There are things in Nebraska aside from corn and Cranes. Below, a juvenile Bald Eagle stands by itself, probably causing anxiety for the Cranes.

Northern Pintails were common.

Below is a flock of Snow Geese.

More Snow Geese are in the photo below. Initially I thought the darker birds were Canada Geese or Greater White-fronted Geese, which often mingle with Snow Geese. But they are a dark morph of Snow Geese, called Blue Geese.

Chimney Rock, below, was a landmark on the Oregon Trail. It is now a national historic site.

Below is a foggy view of badlands seen from Scotts Bluff in Scotts Bluff National Monument.

Nine American Robins are sitting in this tree on top of Scotts Bluff.

On Highway 29 we noticed white areas on both sides of the road and stopped to look. Freezing fog coated the longer grasses and trees. Areas that were mowed or grazed were mostly ice free. This all melted an hour later.

Four White-tailed Deer can be seen running across the valley of the Niobrara River, in Agate Fossil Beds National Monument. At 2pm we were visitors number 6 and 7 for the day. Come here to avoid crowds.

Below, a professional model posed at elevation marker 5424 feet, the high point of Nebraska. I have now been to the high point of 13 states. Roberta has been to eight. Please remember this, as this stuff is important. And yes, the white stuff is fresh snow.

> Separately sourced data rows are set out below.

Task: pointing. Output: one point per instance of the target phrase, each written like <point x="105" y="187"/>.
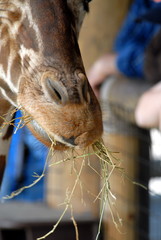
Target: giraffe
<point x="42" y="72"/>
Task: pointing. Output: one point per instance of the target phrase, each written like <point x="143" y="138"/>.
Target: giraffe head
<point x="53" y="87"/>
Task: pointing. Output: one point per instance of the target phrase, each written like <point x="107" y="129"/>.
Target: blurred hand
<point x="101" y="69"/>
<point x="148" y="110"/>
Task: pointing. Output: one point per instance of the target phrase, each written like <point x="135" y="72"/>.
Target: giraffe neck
<point x="18" y="47"/>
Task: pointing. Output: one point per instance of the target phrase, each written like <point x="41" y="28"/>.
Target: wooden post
<point x="100" y="28"/>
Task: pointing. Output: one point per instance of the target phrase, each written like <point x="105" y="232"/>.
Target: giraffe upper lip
<point x="70" y="140"/>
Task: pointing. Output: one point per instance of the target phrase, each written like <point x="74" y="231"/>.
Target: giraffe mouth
<point x="58" y="142"/>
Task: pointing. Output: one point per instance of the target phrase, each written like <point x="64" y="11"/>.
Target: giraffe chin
<point x="57" y="142"/>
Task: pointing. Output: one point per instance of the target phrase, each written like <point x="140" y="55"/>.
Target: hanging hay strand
<point x="108" y="164"/>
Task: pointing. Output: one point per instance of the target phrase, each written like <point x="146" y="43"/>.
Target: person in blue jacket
<point x="129" y="48"/>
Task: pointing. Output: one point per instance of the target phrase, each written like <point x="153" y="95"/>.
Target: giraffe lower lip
<point x="70" y="141"/>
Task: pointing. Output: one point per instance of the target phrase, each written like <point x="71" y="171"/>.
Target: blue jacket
<point x="133" y="39"/>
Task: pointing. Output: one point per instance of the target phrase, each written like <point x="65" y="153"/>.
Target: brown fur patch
<point x="4" y="54"/>
<point x="14" y="16"/>
<point x="27" y="36"/>
<point x="2" y="166"/>
<point x="16" y="70"/>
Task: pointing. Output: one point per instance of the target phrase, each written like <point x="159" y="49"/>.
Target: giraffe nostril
<point x="55" y="91"/>
<point x="85" y="92"/>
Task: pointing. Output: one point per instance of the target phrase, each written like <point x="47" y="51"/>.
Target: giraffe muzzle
<point x="55" y="91"/>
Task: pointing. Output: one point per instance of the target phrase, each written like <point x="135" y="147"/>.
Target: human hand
<point x="101" y="69"/>
<point x="148" y="110"/>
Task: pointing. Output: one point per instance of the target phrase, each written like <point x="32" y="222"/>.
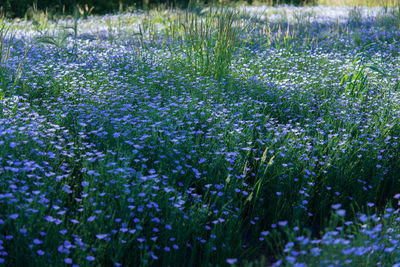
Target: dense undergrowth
<point x="251" y="136"/>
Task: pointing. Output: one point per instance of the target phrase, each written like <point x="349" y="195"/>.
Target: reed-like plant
<point x="202" y="44"/>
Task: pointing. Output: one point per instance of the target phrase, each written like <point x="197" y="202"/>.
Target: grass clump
<point x="203" y="137"/>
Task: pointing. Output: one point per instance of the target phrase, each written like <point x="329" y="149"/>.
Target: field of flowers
<point x="252" y="136"/>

Nearby was a herd of domesticated Bison. Millions of these beasts used to prance across Nebraska; now they are raised to become burgers.

FINAL THOUGHTS

Earlier, I said that Sandhill Cranes spend the winter near the Gulf of Mexico and fly north to breed in the Artic during summer. My description implies Mexico, New Mexico, and Texas are their “home.” But this may have it backwards. Sandhill Cranes start life during the summer in the high artic. The tundra is a nesting area with a good food supply, few predators, and long summer days that allow parents to forage for their chicks. The artic is their home and the place they prefer above all others. In the fall, the approach of artic winter forces them to move south, a temporary displacement. In spring, they head back north to their preferred home, where millions of Cranes have been born and raised over thousands of years. 

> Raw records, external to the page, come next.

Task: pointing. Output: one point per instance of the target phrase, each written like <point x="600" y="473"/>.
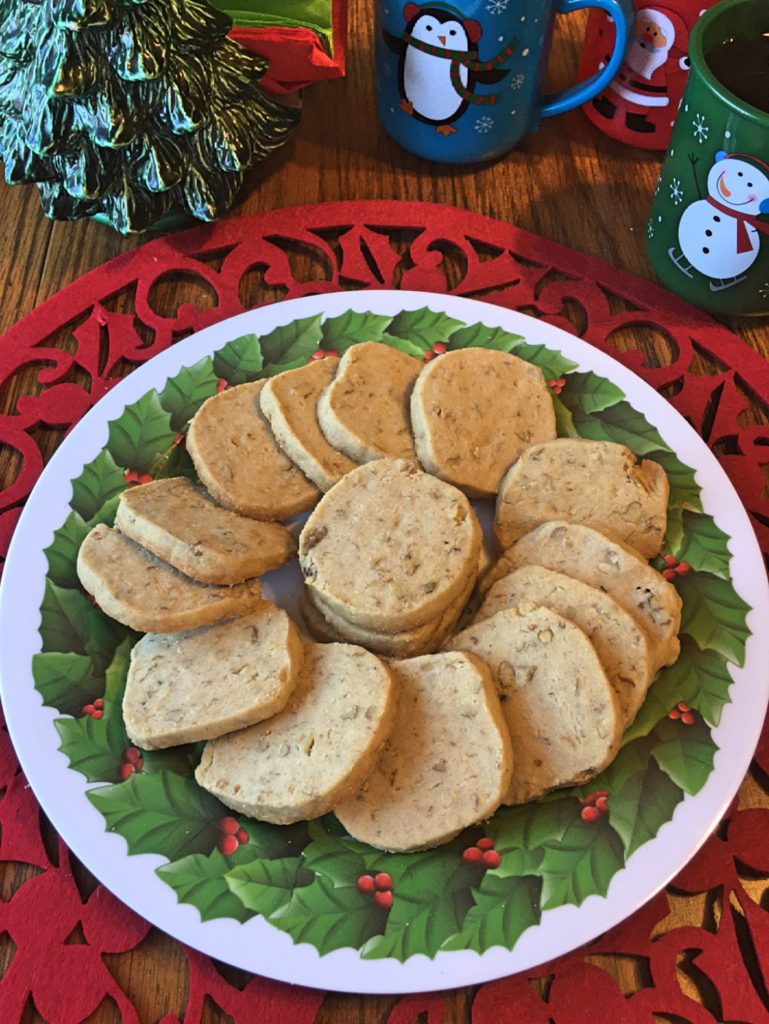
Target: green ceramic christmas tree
<point x="130" y="110"/>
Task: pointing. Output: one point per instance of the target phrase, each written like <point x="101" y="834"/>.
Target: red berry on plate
<point x="383" y="899"/>
<point x="227" y="845"/>
<point x="492" y="858"/>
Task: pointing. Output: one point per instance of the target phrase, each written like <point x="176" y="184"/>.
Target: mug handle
<point x="623" y="13"/>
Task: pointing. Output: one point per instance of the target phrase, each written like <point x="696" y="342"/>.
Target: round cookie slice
<point x="563" y="714"/>
<point x="289" y="401"/>
<point x="389" y="548"/>
<point x="365" y="411"/>
<point x="178" y="521"/>
<point x="184" y="687"/>
<point x="473" y="412"/>
<point x="239" y="460"/>
<point x="588" y="555"/>
<point x="146" y="594"/>
<point x="625" y="648"/>
<point x="447" y="763"/>
<point x="317" y="750"/>
<point x="599" y="483"/>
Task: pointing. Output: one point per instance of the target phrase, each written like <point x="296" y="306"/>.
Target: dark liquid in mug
<point x="742" y="66"/>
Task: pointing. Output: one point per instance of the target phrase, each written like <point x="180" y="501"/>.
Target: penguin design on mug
<point x="438" y="65"/>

Seasonal migration is a strategy that allows birds to reuse a successful nesting location. This view of migration has been discussed by many authors. See Cavanagh P. How Birds Fly: The Science & Art of Avian Flight. Buffalo, NY: Firefly Books; 2024, p228, Winger BM, Auteri GG, Pegan TM, Weeks BC. A long winter for the Red Queen: rethinking the evolution of seasonal migration. Biological Reviews. 2019;94:737-752, and Sibley DA. The Sibley Guide to Bird Life and Behavior. New York: Knopf; 2001, p60.